There are debates if x3 is worth doing at all.

What are these used for?

Is it imperative to use them?

Alan see the link above from the Blocs help files.

Wow, do all web developers make more than one image for this feature to use?
Now it make me wonder what (LifeHealingCoach.com) looks like.

As mentioned, check the link for background info.

But generally to me, the @2x feels like a bit of an older concept to me that emerged just as we were getting HiDPI (“retina”) displays. Not sure if that feeling is correct, or what code Blocs generates—I haven’t checked it out.

On the other hand, the concept of a ‘source set’ (srcset), is current and defines several different image files at various resolutions (and therefore “weights”) that can all refer to the same image. This means you can have a larger image load for the desktop breakpoint and a much smaller, and lighter, image load for the mobile breakpoint, instead of just scaling the large image down, which would still load an unnecessary amount of data.

Srcset can be used in a few different ways, but this is the use-case I’m thinking of.

Big NO.

But as PeteSharp says: he uses Pixelmator to automate it, and I have the same functionality in Figma. If I select a frame and export it, it’s very simple to render two extra files with the correct naming @2x and @3x added to the filename. Then you don’t even have to use the image wells in Blocs. Blocs will automagically recognize the larger files with the same name and serve them as needed.

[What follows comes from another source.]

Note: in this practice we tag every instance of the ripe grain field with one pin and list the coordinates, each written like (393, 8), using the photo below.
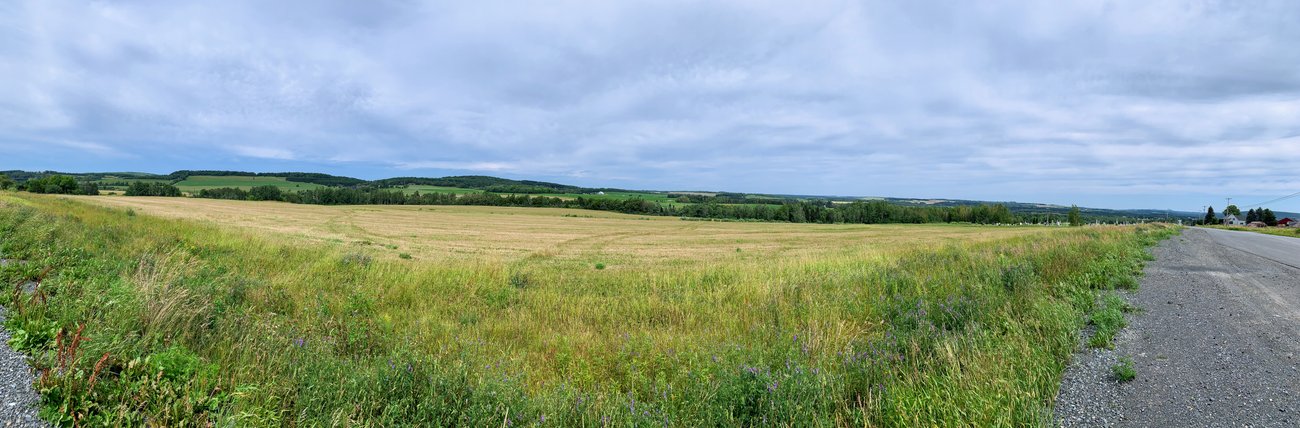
(269, 314)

I actually seldom make multi resolution images :joy:

Correct, you only need to add the one image to the well and If your naming is correctly applied, Blocs will see it and create the markup. That’s a more recent feature, you used to have to add each one manually.

After you export them, in whatever software (MAC or Windows) you still have to upload them and store them. Blocs simply chosen which one will be delivered.

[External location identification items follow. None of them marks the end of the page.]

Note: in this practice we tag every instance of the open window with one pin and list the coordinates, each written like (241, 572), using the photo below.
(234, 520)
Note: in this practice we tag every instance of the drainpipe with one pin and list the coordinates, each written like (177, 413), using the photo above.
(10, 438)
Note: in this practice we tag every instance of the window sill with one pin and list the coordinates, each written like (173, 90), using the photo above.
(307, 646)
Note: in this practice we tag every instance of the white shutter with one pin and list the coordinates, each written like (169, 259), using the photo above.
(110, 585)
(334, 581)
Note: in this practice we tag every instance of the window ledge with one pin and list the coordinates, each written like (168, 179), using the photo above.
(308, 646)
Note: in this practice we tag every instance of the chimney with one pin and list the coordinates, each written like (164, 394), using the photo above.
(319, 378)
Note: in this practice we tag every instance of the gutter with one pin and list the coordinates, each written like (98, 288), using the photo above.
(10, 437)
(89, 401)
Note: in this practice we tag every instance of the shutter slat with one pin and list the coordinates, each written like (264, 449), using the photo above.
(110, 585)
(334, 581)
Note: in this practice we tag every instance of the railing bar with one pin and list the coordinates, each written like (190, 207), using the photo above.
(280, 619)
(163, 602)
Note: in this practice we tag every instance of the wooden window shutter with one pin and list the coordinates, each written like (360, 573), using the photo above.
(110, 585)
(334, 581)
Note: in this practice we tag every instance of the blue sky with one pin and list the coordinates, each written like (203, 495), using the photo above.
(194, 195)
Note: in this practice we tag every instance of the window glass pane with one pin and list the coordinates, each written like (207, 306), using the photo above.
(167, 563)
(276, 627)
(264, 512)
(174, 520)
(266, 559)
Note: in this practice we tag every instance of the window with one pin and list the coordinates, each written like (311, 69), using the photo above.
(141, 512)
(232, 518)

The browser chooses based on the html markup not Blocs. Blocs just creates the markup.

Adding the x2 and x3 image each time would take forever if there are a lot of images. One point I would add is that most web browsers these days are able to show WebP images, so if you want to let Blocs convert them avoid optimising the original Jpeg too much, otherwise you’ll effectively be optimising twice and that will likely to lead to poor quality for most visitors.

You could go crazy and add up to 40 different breakpoints. :rofl:
There’s a handy tool for it here:

Ideally, you would wrap it into a <picture> element.

Hi @Flashman, don’t you have any problems with WebP?
Every single time I’ve tried to use it my sites end up with pictures not showing or wrong sizes, so the first thing I do now is disable it.

There was definitely a problem previously, and I have a couple sites online where I had to do everything with htaccess and WebP files hosted remotely to make it work. More recently it’s all been OK though.

Still occasionally happens I notice.